I’m not going to lie, I was proud. I’m not especially patriotic, but I like being from Nottingham. Everyone from out of town assumes you’ve been shot at which makes us feel dark and edgy. But really we like books and words and meeting at the left lion and mushy peas from the Goose Fair. We also apparently have a real craving for artisanal burgers. Seriously guys, get it together, we don’t need more frightening burgers you need to use a crane to pick up.
More importantly, Nottingham has always had a sense of the countercultural about it. I think it comes from being as wonderfully diverse as we are. We’re a collection of so many different people, all bound together by our use of the word ‘cob.’ It is cob, by the way. That is a hill I choose to die on.
That’s what this festival is about, I think. There’s no arbitrary definition of what is and is not literature, nor of who can or can’t produce it. There wasn’t a production line with a bored looking academic pointing and going ‘yes, no, yes, yes, no, no, no, hell no.’ There are events about poetry, journalism, drama, fiction, even video games. That’s the key, isn’t it? Literature isn’t restrictive, or at least it shouldn’t be. It shouldn’t make you go ‘ha ha, yeah.’ It lends itself to conversations about identity and belonging and culture.

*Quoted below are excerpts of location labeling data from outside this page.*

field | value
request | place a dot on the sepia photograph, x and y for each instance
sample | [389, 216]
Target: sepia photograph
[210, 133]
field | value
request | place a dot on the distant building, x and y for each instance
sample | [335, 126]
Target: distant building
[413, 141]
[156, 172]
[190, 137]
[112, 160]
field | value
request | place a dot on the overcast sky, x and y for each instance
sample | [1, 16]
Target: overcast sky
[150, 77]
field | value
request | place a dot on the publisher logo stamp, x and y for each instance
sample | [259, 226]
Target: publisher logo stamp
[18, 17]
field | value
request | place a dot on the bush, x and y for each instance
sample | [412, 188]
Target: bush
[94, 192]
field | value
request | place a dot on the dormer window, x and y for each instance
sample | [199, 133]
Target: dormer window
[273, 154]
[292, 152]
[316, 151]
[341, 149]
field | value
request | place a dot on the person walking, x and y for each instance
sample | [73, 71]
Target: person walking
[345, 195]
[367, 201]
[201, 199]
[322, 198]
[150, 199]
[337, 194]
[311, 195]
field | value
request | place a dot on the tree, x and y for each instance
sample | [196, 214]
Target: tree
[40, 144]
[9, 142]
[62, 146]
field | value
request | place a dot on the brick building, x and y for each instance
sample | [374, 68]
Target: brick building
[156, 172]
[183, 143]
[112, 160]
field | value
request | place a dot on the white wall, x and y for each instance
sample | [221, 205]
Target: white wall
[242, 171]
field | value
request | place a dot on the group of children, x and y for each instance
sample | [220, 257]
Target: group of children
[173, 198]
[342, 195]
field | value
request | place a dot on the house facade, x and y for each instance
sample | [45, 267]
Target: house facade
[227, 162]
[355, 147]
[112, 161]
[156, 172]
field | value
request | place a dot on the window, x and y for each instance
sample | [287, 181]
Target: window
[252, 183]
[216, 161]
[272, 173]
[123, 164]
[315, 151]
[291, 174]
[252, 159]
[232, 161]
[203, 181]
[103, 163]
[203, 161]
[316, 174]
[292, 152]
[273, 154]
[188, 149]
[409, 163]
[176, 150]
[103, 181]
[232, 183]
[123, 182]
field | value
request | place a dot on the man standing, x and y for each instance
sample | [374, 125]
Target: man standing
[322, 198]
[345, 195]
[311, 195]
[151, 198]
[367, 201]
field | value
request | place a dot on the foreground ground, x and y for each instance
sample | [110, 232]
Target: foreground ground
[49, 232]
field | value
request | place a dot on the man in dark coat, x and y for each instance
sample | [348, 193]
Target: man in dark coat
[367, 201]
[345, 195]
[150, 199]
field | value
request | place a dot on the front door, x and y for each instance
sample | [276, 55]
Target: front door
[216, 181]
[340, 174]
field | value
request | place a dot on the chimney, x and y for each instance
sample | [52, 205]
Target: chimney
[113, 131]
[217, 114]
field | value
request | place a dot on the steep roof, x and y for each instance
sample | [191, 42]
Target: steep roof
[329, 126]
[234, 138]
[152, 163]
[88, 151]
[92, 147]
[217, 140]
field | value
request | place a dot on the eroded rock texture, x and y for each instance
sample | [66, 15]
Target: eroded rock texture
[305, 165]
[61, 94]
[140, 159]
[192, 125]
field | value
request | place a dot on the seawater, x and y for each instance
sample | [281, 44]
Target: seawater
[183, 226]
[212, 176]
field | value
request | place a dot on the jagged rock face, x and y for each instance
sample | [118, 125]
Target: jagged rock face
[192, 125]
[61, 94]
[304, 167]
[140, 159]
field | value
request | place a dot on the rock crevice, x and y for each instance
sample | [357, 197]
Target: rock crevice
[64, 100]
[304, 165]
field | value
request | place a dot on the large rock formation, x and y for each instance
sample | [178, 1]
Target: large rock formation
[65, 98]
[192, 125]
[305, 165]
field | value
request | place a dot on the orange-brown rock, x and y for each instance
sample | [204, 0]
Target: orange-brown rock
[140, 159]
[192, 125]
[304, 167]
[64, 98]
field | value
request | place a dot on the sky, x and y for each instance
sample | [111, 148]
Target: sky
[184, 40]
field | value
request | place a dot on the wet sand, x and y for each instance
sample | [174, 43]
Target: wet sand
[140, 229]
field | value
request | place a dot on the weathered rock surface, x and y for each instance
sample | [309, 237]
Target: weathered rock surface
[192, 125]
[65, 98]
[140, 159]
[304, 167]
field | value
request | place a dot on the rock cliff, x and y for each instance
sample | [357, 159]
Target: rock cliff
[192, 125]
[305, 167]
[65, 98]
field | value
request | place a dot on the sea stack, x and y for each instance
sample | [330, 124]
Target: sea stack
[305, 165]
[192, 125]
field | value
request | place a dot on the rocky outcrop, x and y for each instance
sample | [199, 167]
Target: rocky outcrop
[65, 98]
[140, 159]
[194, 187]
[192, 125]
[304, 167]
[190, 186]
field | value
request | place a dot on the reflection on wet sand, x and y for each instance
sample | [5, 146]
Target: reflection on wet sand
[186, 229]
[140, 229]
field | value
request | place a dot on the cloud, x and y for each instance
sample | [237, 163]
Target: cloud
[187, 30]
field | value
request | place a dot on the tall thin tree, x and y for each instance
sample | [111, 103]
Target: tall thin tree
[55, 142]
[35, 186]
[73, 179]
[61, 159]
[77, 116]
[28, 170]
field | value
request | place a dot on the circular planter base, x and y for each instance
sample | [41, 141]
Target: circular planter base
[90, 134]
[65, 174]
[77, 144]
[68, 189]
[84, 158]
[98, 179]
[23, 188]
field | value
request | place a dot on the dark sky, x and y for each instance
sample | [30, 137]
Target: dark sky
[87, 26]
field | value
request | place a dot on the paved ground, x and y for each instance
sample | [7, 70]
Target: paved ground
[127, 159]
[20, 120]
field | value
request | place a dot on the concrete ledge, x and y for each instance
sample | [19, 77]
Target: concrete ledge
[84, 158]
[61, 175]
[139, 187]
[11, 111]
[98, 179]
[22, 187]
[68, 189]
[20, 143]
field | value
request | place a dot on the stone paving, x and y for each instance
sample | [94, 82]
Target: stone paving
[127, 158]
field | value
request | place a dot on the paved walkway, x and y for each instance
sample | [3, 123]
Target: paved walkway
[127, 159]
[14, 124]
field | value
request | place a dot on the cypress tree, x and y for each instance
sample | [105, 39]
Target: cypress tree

Perhaps that’s why it fits with Nottingham so well.
Regardless, I’ll be your ‘Audience’ for the week, an anonymous guide through a few of these events. Think of me as your friendly, amorphous grey blob. Part of me is hoping that people will be picturing me as a sneaky gumshoe from the fifties, but the amorphous grey blob is perhaps a more likely image.
I hope you’ll join me. I hope I don’t make you go ‘ha ha, yeah.’ Let’s see.